Sampai 2016, harga karet masih akan mengkeret



JAKARTA. Penurunan harga karet diperkirakan akan terus berlangsung hingga tahun depan. Saat ini harga karet bergerak di angka US$ 1,24 per kilogram (kg) ke US$ 1,25 per kg.

Harga tersebut jauh lebih rendah dibandingkan harga tertinggi karet pada tahun 2011 yang sempat menyentuh angka US$ 4 per kg - US$ 5 per kg. Pelemahan harga karet di pasar internasional membuat harga karet ditingkat petani merosot tajam di kisaran Rp 5.000 - Rp 6.000 per kg.

Penasihat Gabungan Perusahaan Karet Indonesia (Gapkindo) Daud Husni Bastari mengatakan penurunan harga karet tak terlepas dari pelemahan ekonomi dunia yang juga menimpa negara-negara maju.

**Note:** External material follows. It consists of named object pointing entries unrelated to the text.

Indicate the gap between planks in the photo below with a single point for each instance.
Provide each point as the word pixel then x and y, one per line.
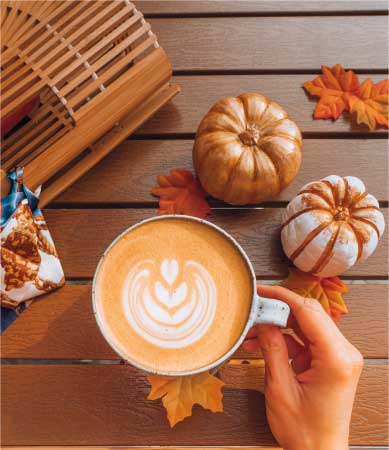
pixel 87 447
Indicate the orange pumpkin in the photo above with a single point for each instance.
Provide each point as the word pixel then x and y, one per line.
pixel 246 149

Akibatnya, pembelian karet dari negara-negara besar seperti China, Amerika Serikat dan Eropa mengalami penurunan. "Jadi penurunan harga karet ini merupakan kombinasi dari permintaan yang rendah dan pelemahan ekonomi global," ujar Daud kepada KONTAN, Selasa (6/10).


Ia mengatakan sejak beberapa bulan terakhir, permintaan terhadap karet tidak meningkat. Meskipun pasokan karet global mulai menurun akibat banyaknya petani karet yang beralih kerja dan menebang pohon karet digantikan tanaman lainnya, tapi harga karet tetap tinggi karena menurunnya permintaan. Di sisi lain, China juga saat ini melakukan perang kurs mata uang yang membuat negara-negara berkembang seperti Indonesia turut mengalami dampaknya.

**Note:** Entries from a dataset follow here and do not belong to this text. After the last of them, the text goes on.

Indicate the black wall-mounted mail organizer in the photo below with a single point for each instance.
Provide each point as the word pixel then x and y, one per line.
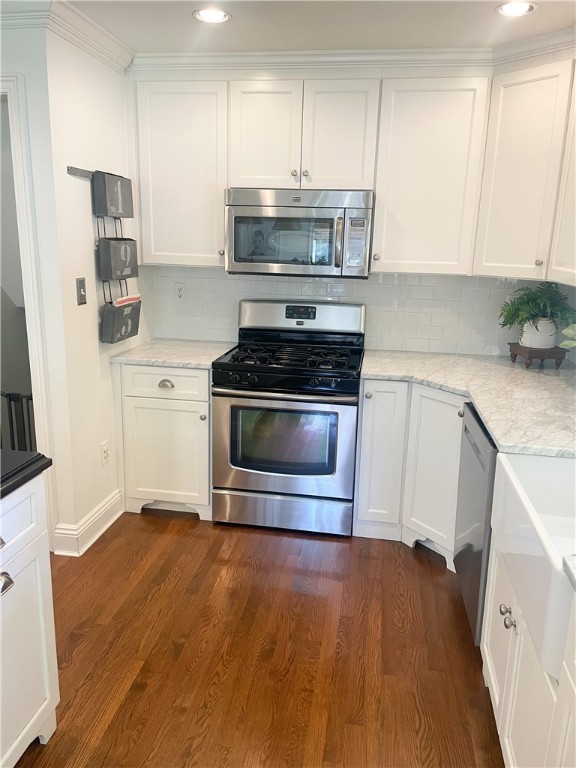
pixel 116 257
pixel 119 322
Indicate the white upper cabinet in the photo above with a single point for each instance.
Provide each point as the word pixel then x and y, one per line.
pixel 562 266
pixel 428 175
pixel 316 134
pixel 524 150
pixel 181 137
pixel 265 133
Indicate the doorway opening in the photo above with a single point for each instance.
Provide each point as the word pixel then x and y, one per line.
pixel 17 414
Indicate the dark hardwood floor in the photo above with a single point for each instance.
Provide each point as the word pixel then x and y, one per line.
pixel 181 643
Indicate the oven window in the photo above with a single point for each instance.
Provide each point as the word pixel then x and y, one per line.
pixel 284 240
pixel 284 442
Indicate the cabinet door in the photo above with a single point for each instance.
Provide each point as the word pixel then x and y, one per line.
pixel 339 129
pixel 532 698
pixel 497 640
pixel 524 148
pixel 265 133
pixel 563 255
pixel 166 450
pixel 432 463
pixel 429 166
pixel 381 451
pixel 181 135
pixel 28 671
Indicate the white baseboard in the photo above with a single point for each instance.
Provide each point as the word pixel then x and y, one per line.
pixel 370 530
pixel 74 540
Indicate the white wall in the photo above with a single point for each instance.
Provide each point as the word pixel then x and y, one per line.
pixel 75 116
pixel 415 313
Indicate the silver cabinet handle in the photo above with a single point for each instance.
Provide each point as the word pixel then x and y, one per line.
pixel 509 623
pixel 7 582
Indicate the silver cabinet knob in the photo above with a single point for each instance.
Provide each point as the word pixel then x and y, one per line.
pixel 6 582
pixel 509 623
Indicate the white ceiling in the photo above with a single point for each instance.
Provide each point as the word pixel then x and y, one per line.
pixel 167 26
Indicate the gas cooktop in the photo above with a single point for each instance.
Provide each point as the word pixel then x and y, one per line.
pixel 300 350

Mantan Ketua Umum Gapkindo ini memprediksi penurunan harga karet akan terus berlangsung sampai tahun 2016 kecuali ada lompatan pertumbuhan ekonomi di China, AS dan Eropa yang merupakan pengguna terbanyak karet alam untuk kebutuhan ban kendaraan dan pembangunan lainnya. Selain itu, pemasok utama karet di ASEAN juga turut bertambah selain Indonesia, Thailand dan Malaysia, ada Laos, Kamboja, Vietnam dan Myanmar yang sudah menanam karet pada tahun 2007 dan 2008 saat harga karet mulai mengalami kenaikan.

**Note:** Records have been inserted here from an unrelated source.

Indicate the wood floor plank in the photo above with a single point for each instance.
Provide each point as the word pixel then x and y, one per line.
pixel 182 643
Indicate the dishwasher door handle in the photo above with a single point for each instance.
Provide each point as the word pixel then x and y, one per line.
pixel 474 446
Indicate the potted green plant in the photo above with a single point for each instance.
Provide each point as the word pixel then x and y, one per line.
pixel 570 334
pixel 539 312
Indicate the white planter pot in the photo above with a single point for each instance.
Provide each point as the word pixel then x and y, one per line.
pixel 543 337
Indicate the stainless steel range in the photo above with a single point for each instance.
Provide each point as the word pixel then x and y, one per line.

Di sisi lain, penurunan harga karet seharusnya juga diikuti dengan penurunan harga ban. Namun sampai sekarang, tandas Daud, ban tidak mengalami penurunan harga. Padahal sudah seharusnya penurunan harga karet mendorong penurunan harga ban. Ia mengatakan dengan kondisi seperti ini, maka para produsen ban mengeruk keuntungan yang tinggi. Apalagi sekitar 25% kandungan ban berasal dari karet alam.

Ketua Asosiasi Perusahaan Ban Indonesia (APBI) Aziz Pane mengatakan harga ban tetap tinggi kendati harga karet turun karena mahalnya biaya bahan baku pembentuk ban akibat penguatan dollar AS. Apalagi saat ini permintaan terhadap ban juga turun. "Kalau untung saja kita sudah bersyukur," ujarnya.

Ia mengatakan susah memprediksi harga karet akan naik karena kondisi perekonomian global juga tidak menentu. Sementara semua harga bahan baku pembuat ban terus meningkat akibat penguatan rupiah.